Erik Larson In the Garden of the Beasts
What is it? A book which chronicles Hitler’s first year in power, 1933, through the eyes of the American ambassador, William E. Dodd and Martha, his twenty-four-year-old daughter. The book takes place as Hitler begins to seize power and illuminates how the horrors slowly ramped up without waking much of the German populace or the rest of the world.
Why Read it? For the history certainly, but Uncle Morty thinks it might give you perspective on current events as well. Like a good horror story? You’ll realize you might be living in one. Think how much money you’ll save on books and movies!
The Slacktivist Blog by Fred Clark
What is it? In his own words, “Fred Clark is a graduate of Eastern Baptist Theological Seminary (now called Palmer Seminary), of Eastern College (now called Eastern University) and of the fundamentalist Timothy Christian High School (still fundamentalist and still called Timothy Christian High School, but not really thrilled to have a snarky, liberal, tree-hugging, pro-choice, pro-GLBT, peacenik, commie, evolutionist as such a vocal alumnus).” Clark daily has incisive commentary on how White Evangelicals jumped the tracks and insights into where that train wreck might take us all.
Why Read it?
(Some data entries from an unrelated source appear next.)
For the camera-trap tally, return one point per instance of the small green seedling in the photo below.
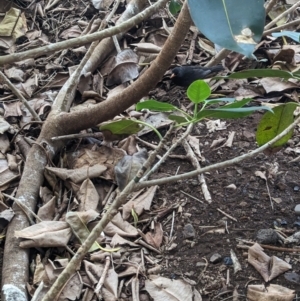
(198, 93)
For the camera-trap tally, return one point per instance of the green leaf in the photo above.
(178, 119)
(228, 113)
(217, 100)
(121, 127)
(237, 104)
(198, 91)
(155, 105)
(273, 124)
(174, 7)
(232, 24)
(291, 34)
(261, 73)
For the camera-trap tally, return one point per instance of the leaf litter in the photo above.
(81, 182)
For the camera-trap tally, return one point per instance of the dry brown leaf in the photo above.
(155, 237)
(166, 289)
(88, 196)
(45, 234)
(139, 204)
(126, 169)
(117, 240)
(77, 175)
(78, 222)
(269, 268)
(271, 293)
(121, 227)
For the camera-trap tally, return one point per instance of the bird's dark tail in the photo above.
(216, 68)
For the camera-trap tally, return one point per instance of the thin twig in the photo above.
(103, 276)
(20, 96)
(269, 6)
(226, 214)
(80, 41)
(281, 27)
(286, 12)
(218, 165)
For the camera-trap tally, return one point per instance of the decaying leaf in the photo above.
(88, 196)
(121, 227)
(270, 293)
(78, 222)
(45, 234)
(268, 267)
(139, 203)
(161, 288)
(127, 168)
(77, 175)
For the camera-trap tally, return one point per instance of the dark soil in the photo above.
(249, 204)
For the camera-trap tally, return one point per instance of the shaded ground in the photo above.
(249, 204)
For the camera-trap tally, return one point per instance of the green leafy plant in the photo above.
(198, 93)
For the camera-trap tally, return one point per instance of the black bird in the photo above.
(185, 75)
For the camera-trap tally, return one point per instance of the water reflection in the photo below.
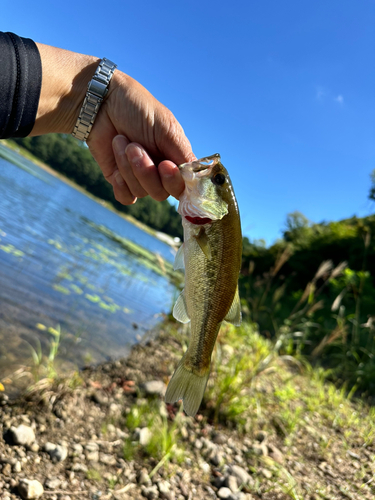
(57, 268)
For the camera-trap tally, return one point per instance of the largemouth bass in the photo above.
(211, 255)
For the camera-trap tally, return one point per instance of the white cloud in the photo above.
(339, 99)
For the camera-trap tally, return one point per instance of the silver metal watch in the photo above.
(97, 89)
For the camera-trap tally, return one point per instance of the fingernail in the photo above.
(120, 181)
(134, 153)
(119, 144)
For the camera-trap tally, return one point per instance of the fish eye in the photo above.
(219, 179)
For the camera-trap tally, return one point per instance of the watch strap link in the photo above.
(97, 89)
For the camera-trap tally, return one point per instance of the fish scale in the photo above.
(212, 255)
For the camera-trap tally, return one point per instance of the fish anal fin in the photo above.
(203, 242)
(179, 310)
(188, 386)
(179, 262)
(234, 315)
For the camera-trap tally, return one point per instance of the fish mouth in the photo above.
(202, 165)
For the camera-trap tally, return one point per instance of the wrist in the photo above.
(65, 76)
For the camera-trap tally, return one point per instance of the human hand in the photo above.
(130, 121)
(138, 143)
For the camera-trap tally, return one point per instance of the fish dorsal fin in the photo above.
(234, 314)
(179, 262)
(179, 310)
(203, 242)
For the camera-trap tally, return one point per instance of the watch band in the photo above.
(97, 89)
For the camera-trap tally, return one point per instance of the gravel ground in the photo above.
(65, 443)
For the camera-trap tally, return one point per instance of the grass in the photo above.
(164, 443)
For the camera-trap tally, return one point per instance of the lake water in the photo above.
(56, 268)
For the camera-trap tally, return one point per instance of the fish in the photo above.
(211, 256)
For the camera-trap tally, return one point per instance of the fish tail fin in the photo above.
(188, 386)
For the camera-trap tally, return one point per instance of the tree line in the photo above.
(73, 159)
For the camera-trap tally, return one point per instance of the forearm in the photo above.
(65, 76)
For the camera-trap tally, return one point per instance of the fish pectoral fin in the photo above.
(179, 310)
(188, 386)
(203, 242)
(179, 262)
(234, 315)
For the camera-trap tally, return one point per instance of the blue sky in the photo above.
(283, 90)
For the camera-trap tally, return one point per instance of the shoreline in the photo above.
(169, 240)
(106, 433)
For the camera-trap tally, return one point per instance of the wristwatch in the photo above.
(97, 89)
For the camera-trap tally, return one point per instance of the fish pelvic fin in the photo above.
(188, 386)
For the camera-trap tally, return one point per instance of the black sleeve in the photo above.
(20, 84)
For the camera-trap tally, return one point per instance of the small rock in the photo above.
(150, 492)
(219, 481)
(198, 444)
(22, 435)
(219, 438)
(114, 409)
(52, 483)
(216, 458)
(121, 434)
(276, 454)
(224, 493)
(17, 467)
(261, 436)
(154, 388)
(30, 489)
(99, 398)
(77, 449)
(57, 452)
(7, 470)
(111, 429)
(143, 477)
(144, 436)
(165, 490)
(241, 474)
(107, 459)
(266, 473)
(231, 483)
(3, 398)
(92, 456)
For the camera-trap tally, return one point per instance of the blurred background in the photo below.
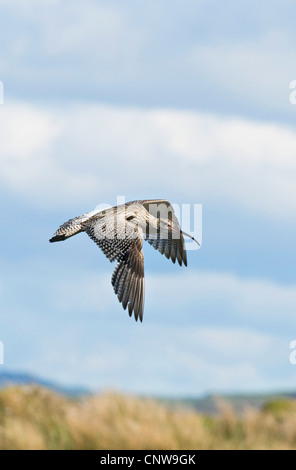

Like it or not, White Evangelicals have an outsize impact on our lives in this country. Sometimes this world is opaque to those who haven’t seen it from the inside. Fred Clark is a magnificent guide to these theological hinterlands. We’ve also recommended Clark’s Anti-Christ handbooks where he hilariously reviews the Left Behind Books and helps the reader sort the bizarre theology behind them.
God Help the Child- Toni Morrison
What is it? Not only is this the most common phrase ascribed to Jarad as a child, it's also a wonderfully sad book, the first by Morrison to be set in out modern time. It chronicles and analyzes the way in which people suffer in childhood, and the ways in which that affects them as adults.
Why read it? To some extent, everyone has experienced trauma in varying degrees when they were younger, which makes the novels relatable to most people, many of whom I think can identify with the authors journey throughout the book.